Qualcuno ha installato gentoo partendo dal LiveCD della Suse

http://markus.wernig.net/en/it/hp_ze4300.phtml

----------

## mrfree

 *decabrista wrote:*   

> Ma scusa questo memtest86 non dovrebbe segnalarmeli i problemi invece di spegnersi all'improvviso?

 

Normalmente si, ma in caso di anomalie hardware diciamo gravi il pc si riavvia.
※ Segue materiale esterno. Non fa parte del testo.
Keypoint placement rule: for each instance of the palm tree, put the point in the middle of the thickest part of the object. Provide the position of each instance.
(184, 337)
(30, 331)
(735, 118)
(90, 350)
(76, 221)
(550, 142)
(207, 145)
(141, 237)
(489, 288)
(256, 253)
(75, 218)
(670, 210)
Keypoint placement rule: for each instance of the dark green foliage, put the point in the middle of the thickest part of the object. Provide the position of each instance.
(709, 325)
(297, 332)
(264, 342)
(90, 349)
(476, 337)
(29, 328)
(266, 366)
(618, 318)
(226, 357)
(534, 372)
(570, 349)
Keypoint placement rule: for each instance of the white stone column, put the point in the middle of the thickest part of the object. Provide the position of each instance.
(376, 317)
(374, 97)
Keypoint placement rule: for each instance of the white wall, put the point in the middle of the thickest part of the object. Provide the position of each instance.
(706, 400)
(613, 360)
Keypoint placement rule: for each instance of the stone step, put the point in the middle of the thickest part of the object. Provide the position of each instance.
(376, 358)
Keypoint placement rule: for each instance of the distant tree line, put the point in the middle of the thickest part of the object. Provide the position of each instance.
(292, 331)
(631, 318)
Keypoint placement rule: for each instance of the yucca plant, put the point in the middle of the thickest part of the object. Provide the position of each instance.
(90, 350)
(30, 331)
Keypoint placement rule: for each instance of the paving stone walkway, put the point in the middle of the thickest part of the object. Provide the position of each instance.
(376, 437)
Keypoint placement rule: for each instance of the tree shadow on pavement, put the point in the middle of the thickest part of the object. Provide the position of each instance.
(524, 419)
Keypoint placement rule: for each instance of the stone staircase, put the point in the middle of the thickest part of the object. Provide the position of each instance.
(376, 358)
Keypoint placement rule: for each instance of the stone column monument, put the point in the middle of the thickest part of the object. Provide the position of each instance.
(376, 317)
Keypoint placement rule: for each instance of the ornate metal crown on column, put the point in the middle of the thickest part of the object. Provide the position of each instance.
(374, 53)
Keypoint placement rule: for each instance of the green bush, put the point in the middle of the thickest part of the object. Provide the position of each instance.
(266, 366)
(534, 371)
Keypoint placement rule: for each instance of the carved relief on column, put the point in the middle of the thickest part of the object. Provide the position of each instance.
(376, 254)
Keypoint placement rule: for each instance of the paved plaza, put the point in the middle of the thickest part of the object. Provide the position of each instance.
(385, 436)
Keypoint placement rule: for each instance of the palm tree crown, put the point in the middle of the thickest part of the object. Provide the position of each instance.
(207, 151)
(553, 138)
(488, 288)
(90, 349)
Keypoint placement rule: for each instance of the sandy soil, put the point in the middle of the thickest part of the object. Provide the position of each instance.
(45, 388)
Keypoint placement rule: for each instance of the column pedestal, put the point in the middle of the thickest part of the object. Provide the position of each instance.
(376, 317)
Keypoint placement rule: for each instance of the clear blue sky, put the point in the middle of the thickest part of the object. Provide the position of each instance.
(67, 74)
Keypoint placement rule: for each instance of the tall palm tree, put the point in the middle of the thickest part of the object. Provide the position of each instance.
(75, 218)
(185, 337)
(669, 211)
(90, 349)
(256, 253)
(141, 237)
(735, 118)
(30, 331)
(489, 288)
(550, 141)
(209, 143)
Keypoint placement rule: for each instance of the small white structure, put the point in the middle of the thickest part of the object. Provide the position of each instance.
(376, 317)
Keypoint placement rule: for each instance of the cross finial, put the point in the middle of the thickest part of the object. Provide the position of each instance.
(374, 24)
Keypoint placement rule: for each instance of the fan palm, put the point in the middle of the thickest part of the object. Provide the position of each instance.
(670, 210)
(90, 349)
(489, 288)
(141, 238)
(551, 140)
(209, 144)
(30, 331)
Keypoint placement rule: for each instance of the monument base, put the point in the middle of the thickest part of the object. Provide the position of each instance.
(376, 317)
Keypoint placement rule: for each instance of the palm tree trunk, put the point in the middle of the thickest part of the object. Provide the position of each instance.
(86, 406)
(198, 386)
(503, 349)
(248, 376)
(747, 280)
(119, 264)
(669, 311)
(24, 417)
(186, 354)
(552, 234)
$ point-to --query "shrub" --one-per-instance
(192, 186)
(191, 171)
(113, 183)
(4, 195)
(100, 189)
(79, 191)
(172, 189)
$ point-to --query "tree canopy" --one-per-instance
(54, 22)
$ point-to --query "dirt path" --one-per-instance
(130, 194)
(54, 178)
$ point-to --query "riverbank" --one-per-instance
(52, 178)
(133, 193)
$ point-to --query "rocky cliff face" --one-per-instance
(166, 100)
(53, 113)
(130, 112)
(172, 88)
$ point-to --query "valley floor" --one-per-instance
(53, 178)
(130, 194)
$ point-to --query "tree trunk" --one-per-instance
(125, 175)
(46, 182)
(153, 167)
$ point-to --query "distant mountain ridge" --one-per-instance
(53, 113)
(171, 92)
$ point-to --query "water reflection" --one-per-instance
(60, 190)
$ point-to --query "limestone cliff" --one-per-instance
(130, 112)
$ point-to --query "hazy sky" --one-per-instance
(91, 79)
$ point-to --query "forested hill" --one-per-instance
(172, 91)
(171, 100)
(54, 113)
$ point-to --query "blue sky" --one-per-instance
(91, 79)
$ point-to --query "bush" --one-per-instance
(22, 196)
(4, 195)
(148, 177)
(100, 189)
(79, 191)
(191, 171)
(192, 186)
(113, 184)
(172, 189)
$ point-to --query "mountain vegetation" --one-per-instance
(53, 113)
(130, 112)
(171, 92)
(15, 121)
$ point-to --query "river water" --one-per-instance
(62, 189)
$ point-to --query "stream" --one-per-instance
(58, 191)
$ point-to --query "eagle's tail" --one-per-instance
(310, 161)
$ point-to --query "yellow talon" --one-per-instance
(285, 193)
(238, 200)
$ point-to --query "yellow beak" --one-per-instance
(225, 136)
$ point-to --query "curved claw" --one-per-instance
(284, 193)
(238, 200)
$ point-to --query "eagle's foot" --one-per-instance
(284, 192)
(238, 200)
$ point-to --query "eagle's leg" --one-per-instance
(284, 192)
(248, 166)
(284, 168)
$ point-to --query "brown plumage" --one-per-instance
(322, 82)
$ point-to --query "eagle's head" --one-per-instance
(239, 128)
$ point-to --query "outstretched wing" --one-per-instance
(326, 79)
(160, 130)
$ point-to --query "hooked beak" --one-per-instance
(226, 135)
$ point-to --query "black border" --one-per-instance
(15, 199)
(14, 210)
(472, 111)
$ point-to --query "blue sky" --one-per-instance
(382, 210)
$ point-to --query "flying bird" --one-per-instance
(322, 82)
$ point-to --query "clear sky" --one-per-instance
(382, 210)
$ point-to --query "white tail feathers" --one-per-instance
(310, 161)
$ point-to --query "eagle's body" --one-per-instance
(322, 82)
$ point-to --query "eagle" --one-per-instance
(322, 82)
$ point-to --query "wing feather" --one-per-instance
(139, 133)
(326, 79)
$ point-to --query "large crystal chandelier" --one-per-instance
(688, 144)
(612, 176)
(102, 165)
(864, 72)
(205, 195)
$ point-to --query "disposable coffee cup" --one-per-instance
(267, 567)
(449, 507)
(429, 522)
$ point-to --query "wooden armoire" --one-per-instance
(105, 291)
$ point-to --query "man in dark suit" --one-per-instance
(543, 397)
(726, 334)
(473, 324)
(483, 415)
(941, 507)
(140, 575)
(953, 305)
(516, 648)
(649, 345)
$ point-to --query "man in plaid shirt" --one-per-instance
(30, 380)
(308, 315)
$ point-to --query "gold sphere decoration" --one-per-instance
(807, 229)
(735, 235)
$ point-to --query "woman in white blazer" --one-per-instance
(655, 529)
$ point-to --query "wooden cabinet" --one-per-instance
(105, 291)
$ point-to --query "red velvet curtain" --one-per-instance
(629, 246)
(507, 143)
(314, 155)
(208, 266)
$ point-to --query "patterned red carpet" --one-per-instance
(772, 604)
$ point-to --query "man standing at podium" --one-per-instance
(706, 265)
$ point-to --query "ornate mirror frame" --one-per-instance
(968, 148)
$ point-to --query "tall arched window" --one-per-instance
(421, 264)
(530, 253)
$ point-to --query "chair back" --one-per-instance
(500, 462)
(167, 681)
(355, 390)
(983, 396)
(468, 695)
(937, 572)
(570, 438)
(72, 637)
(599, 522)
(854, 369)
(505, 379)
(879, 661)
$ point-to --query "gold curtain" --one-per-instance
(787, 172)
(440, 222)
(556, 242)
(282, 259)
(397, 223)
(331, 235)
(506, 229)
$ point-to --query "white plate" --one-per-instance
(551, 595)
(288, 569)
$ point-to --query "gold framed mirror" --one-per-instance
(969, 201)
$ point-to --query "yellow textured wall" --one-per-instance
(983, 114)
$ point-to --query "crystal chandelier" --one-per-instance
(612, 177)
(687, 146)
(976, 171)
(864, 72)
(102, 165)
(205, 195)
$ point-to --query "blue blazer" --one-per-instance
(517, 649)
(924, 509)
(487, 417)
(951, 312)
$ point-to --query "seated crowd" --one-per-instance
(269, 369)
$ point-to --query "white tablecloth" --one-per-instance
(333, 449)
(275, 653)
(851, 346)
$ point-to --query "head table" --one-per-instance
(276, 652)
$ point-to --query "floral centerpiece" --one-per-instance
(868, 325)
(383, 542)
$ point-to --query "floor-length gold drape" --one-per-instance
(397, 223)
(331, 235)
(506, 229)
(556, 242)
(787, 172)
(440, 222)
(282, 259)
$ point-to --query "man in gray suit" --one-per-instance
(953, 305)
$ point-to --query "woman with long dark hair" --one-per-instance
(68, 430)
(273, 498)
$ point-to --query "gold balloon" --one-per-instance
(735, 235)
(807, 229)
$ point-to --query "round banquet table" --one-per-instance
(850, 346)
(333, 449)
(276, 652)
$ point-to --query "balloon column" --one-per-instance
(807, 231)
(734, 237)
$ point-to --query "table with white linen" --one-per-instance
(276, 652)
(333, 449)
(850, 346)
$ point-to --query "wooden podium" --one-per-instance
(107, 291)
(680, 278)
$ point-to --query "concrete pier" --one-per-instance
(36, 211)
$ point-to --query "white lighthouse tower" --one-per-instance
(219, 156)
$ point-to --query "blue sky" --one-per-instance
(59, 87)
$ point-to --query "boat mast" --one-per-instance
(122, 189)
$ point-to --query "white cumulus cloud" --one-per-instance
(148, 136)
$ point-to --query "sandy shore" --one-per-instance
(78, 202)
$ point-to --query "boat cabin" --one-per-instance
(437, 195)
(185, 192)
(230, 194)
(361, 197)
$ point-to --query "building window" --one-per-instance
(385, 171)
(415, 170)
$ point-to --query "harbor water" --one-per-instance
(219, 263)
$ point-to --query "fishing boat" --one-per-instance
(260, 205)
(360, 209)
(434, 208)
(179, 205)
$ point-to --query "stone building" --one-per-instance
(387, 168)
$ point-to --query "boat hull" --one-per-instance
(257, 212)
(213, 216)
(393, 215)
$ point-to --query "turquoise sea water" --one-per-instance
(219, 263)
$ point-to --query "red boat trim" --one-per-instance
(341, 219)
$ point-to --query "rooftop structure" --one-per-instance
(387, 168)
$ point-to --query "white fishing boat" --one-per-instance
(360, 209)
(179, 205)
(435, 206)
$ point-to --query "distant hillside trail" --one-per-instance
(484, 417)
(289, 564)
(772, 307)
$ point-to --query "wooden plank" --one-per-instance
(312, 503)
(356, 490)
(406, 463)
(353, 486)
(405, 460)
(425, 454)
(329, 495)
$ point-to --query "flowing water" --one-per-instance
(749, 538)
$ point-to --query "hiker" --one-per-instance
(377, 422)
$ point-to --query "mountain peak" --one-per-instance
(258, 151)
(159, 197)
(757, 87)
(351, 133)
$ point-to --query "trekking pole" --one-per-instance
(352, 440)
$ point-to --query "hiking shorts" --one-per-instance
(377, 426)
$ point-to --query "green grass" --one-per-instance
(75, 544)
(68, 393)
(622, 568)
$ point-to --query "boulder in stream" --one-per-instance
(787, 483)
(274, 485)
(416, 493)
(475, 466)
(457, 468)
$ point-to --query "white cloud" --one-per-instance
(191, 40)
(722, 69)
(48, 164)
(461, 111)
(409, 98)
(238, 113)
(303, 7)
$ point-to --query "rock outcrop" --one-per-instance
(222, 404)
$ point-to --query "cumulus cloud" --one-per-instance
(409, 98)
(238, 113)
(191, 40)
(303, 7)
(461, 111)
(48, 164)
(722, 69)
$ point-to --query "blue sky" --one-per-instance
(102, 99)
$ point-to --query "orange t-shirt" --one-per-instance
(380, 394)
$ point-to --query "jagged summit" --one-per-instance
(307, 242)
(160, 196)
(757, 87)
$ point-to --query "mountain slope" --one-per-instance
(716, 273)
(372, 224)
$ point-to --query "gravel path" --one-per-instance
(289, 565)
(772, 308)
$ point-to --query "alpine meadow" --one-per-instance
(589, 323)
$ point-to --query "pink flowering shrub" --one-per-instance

In effetti il fenomeno potrebbe essere legato alla temperatura troppo elevata... la butto li... visto che il portatile ha 3 anni non è che il gruppo dissipatore-ventola è pieno di polvere e di conseguenza è diventato meno efficiente del necessario?

----------

## decabrista

Grazie a tutti per i suggerimenti.

In effetti il problema è sicuramente di temperature elevate,tant'è che mettendo il pc davanti alla finestra aperta durante le fasi di decompressione sono riuscito a completare l'installazione da Live cd.

Purtroppo adesso  adesso ho un altro problema all'avvio:

ERROR 15 :FILE NOT FOUND

penso che sia un errore conosciuto,ma come lo risolvo?

devo rifare l'installazione daccapo?

grazie

----------

## mrfree

 *decabrista wrote:*   

> ERROR 15 :FILE NOT FOUND

 

Se ti posso dare un consiglio, cerca di fornire il maggior numero di informazioni possibile quando illustri un problema o un malfunzionamento; diversamente è spesso impossibile dare le giuste indicazioni  :Wink: 

----------

## randomaze

 *mrfree wrote:*   

>  *decabrista wrote:*   ERROR 15 :FILE NOT FOUND 
> 
> Se ti posso dare un consiglio, cerca di fornire il maggior numero di informazioni possibile quando illustri un problema o un malfunzionamento; diversamente è spesso impossibile dare le giuste indicazioni 

 

Il consiglio é giusto, comnque decabrista ha aperto un nuovo thread relativo al problema... ergo é bene continuare li  :Wink: 

----------

## mrfree

 *randomaze wrote:*   

> decabrista ha aperto un nuovo thread relativo al problema...

 

Ancora meglio  :Wink: 

----------